Il faut, en outre, préciser que les tolérances Urssaf en matière d’ASC, qui trouvent leur source dans des documents internes à cette administration, n’ont pas de portée normative, c’est-à-dire qu’elles n’ont aucune valeur juridique. C’est ce qu’a déjà rappelé la Cour de cassation (Cass. 2e civ., 14 févr. 2019, nº 17-28.047 D ; Cass. 2e civ., 30 mars 2017, nº 15-25.453 B). La position de l’Urssaf qui tolère actuellement le critère de l’ancienneté dans la limite de six mois, ne peut donc valablement justifier le maintien de ce critère par les comités depuis la décision du 3 avril dernier.

Les CSE ont donc intérêt à se conformer à la décision de la Cour de cassation, sauf à s’exposer à de potentiels contentieux. Il est par ailleurs probable que l’Urssaf cesse à l’avenir de tolérer l’utilisation de ce critère d’exclusion des ASC.

  • Comment les CSE doivent-ils procéder pour se mettre en conformité ?
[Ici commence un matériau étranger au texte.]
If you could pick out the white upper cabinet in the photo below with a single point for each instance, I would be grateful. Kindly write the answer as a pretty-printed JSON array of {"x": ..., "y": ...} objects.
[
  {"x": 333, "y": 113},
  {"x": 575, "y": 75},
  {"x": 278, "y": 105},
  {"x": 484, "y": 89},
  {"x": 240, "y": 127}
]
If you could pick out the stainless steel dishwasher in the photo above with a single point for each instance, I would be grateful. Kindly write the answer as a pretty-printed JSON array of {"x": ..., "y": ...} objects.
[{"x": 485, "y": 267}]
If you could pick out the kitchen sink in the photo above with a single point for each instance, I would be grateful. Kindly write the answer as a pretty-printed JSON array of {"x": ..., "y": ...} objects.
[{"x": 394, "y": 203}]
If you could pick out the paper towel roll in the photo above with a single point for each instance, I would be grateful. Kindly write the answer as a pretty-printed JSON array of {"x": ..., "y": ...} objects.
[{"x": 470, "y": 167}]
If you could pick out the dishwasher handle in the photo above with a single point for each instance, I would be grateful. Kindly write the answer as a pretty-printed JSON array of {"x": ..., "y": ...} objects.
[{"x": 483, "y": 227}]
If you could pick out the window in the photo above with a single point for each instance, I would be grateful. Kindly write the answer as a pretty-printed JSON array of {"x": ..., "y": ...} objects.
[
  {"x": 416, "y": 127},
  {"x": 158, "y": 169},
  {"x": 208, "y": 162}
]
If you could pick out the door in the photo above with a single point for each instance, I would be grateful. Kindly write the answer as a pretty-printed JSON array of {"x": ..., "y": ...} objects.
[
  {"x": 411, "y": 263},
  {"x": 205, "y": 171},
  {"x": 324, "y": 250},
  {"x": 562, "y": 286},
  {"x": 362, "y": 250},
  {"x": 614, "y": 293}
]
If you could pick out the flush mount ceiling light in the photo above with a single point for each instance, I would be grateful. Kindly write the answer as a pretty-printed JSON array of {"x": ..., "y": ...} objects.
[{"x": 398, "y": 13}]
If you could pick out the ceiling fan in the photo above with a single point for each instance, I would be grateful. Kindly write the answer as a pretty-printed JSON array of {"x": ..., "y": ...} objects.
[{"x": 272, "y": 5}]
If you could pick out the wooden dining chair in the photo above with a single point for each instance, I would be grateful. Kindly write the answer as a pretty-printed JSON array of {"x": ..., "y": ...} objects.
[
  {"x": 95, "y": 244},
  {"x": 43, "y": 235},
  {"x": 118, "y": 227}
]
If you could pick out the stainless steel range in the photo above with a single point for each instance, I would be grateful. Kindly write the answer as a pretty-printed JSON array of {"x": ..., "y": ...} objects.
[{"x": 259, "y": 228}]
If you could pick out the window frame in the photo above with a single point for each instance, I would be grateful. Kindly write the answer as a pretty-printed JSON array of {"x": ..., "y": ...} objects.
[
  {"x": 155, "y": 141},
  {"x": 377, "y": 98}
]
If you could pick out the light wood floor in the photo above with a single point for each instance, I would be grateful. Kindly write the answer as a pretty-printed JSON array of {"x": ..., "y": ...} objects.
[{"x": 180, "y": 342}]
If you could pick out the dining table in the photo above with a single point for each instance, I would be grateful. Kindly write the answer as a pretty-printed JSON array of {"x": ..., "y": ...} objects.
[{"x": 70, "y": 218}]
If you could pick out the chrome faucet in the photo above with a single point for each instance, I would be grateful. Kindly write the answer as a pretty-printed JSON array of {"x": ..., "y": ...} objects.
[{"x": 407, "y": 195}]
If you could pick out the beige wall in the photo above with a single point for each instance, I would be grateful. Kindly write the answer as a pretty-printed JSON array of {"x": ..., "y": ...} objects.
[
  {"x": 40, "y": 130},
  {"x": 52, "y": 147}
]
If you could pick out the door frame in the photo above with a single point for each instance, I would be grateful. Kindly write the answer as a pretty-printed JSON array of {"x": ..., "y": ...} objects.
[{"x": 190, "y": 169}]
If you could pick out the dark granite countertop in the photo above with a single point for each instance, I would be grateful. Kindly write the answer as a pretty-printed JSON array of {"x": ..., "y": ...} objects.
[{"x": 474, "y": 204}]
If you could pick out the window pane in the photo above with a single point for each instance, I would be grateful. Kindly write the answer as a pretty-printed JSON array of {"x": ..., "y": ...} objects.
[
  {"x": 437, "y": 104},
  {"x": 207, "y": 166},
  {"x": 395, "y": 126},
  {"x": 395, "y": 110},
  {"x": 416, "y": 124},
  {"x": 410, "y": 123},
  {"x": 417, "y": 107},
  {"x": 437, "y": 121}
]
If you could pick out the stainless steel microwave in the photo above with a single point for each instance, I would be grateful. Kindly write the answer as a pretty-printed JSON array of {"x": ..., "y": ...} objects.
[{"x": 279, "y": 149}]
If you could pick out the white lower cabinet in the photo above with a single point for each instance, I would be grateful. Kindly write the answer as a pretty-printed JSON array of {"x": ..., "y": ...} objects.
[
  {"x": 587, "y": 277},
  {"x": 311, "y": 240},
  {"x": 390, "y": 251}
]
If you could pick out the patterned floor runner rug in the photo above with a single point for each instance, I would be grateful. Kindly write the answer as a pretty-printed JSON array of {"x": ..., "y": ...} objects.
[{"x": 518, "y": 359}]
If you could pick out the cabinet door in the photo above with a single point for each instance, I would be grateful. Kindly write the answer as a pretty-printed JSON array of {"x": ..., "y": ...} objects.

Les CSE devront rapidement (mais sans précipitation) modifier les règles d’attribution des ASC à l’occasion d’une prochaine réunion plénière du comité, après avoir porté un point correspondant à l’ordre de jour. La décision du comité devra être approuvée à la majorité des titulaires présents, sans participation du président, représentant de l’employeur.

Par suite, le CSE devra mettre à jour les documents afférents (catalogue des ASC, site internet, etc.) et informer les salariés des modifications adoptées, par la diffusion du procès-verbal approuvé de la réunion concernée, et pour plus d’efficacité, par une note d’information dédiée, laquelle pourra être diffusée sans attendre l’approbation du procès-verbal.

  • Quid des conséquences financières de la suppression de la condition d’ancienneté ?

Il est certain que l’arrêt du 3 avril 2024 peut emporter des conséquences financières pour un certain nombre de comités. Rappelons cependant que la rémunération des salariés en CDI comme en CDD est prise en compte dans la masse salariale servant au calcul du budget des ASC dès leur premier jour de travail.

La suppression de la condition d’ancienneté impose de revoir les budgets prévisionnels, désormais régulièrement, à l’aune de l’état des effectifs en temps réel. Les élus devront rappeler l’employeur - membre à part entière du comité par sa fonction de président - à son obligation de communiquer mensuellement au comité une information précise sur les effectifs (entrée/sorties, nombre de CDI, CDD et leur durée, etc.), de sorte que le comité puisse exercer sa mission.

Les élus peuvent commencer à évaluer les conséquences de ce changement des pratiques en se référant aux données relatives aux effectifs de l’année N-1 (en principe disponibles dans la base de données économiques, sociales et environnementales). L’expert-comptable du CSE pourra être sollicité pour aider les élus dans la construction de leur budget prévisionnel.

  • Comment gérer le cas des titulaires de contrats de courte durée ?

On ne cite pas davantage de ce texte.